3. Resolving Header Differences
This is a great and underexplored use case for the API, IMO. I actually have several programs I use at my office that do something like this. However, in each case, I’m resolving a sort of one-to-one merge, which may or may not be what your use case requires. In any case, basically, you just pass a prompt like the following to the API.

def semantic_match(list_a, list_b):
    """
    This function finds semantic matches for values in list a in list b.
    It uses GPT-4 to create chat prompts for the matching process.

    :param list_a: list of values to be matched
    :param list_b: list to be searched for matches
    :return: a dictionary with matched values

    Raises ValueError: If the provided parameters are not lists.
    """

    # Check if parameters are lists
    if not isinstance(list_a, list) or not isinstance(list_b, list):
        raise ValueError('Both parameters must be of list type.')

    # Copy and sort the input lists
    list_a_copy = list_a.copy()
    list_b_copy = list_b.copy()
    list_a_copy.sort()
    list_b_copy.sort()

    # Define the system message
    system_message = ("INSTRUCTION: Match the values from list_a to the values in list_b. "
                      "Return the matched values as a JSON object.\n"
                      "EXAMPLE:\n"
                      "list_a : ['one', 'three', 'six', 'seven']\n"
                      "list_b : [1, 2, 3, 4, 5, 10]\n"
                      "response : {'one':1, 'three':3}\n")

    # Define the user message
    user_prompt = ("PROMPT:\n"
                   f"list_a : {list_a_copy}\n"
                   f"list_b : {list_b_copy}\n"
                   "response : ")

    # Create the chat completion
    response = openai.ChatCompletion.create(
        model="gpt-4",
        messages=[
            {"role": "system", "content": system_message},
            {"role": "user", "content": user_prompt},
        ]
    )

    model_message = response['choices'][0]['message']['content'].replace("'","\"")

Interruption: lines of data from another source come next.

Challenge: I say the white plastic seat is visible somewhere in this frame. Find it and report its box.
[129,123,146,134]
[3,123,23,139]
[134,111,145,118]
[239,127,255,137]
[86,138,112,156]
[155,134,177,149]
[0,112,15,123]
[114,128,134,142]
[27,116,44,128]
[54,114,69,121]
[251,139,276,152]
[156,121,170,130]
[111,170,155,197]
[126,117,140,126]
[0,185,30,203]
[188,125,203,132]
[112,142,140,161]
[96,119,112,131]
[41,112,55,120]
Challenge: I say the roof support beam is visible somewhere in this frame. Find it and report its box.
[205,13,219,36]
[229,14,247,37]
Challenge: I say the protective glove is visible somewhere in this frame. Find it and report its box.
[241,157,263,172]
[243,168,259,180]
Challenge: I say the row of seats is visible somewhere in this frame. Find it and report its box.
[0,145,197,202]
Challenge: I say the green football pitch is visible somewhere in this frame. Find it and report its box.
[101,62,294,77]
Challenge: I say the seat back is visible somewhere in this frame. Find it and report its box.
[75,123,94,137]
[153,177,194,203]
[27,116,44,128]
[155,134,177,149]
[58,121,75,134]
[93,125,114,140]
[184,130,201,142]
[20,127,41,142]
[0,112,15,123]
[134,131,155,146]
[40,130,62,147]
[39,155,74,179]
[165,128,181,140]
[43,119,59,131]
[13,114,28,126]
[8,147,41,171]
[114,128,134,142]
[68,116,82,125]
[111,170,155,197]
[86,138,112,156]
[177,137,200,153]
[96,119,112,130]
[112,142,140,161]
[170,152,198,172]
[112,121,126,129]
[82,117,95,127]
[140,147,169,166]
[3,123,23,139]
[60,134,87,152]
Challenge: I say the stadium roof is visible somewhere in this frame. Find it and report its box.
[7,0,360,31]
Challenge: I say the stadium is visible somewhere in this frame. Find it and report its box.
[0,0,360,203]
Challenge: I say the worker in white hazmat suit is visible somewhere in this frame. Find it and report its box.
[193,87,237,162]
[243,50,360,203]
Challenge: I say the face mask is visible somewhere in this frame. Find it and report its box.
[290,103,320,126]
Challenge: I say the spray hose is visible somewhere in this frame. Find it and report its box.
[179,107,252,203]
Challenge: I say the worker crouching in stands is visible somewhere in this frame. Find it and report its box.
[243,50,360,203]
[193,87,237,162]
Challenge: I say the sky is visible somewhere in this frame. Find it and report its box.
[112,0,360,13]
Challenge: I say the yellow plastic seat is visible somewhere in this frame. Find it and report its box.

    # Parse and return the response as a dictionary
    try:
        matched_dict = json.loads(model_message)
    except json.JSONDecodeError:
        raise ValueError(f'The model did not return a valid JSON response.\nModel Message : {model_message}')

    return matched_dict

This gives you a dict of renames to apply to your list. You will want to print out the results and really audit it, but I’ve found it works very well for my use cases. You also might want to consider passing it a None option as well.

This general concept is called Semantic Matching, meaning we are matching two objects based on them sharing the same meaning, rather than form. It is a task that constantly recurs in workspaces around the world, and I think AI is really promising for solving it.

Thanks very much I will look into this

Let it create a json - give the expected json as an example.
Tell it to only give you json and nothing else is allowed no explanation or anything else.

Or ask it to give you a table structure and a set of inserts for that table.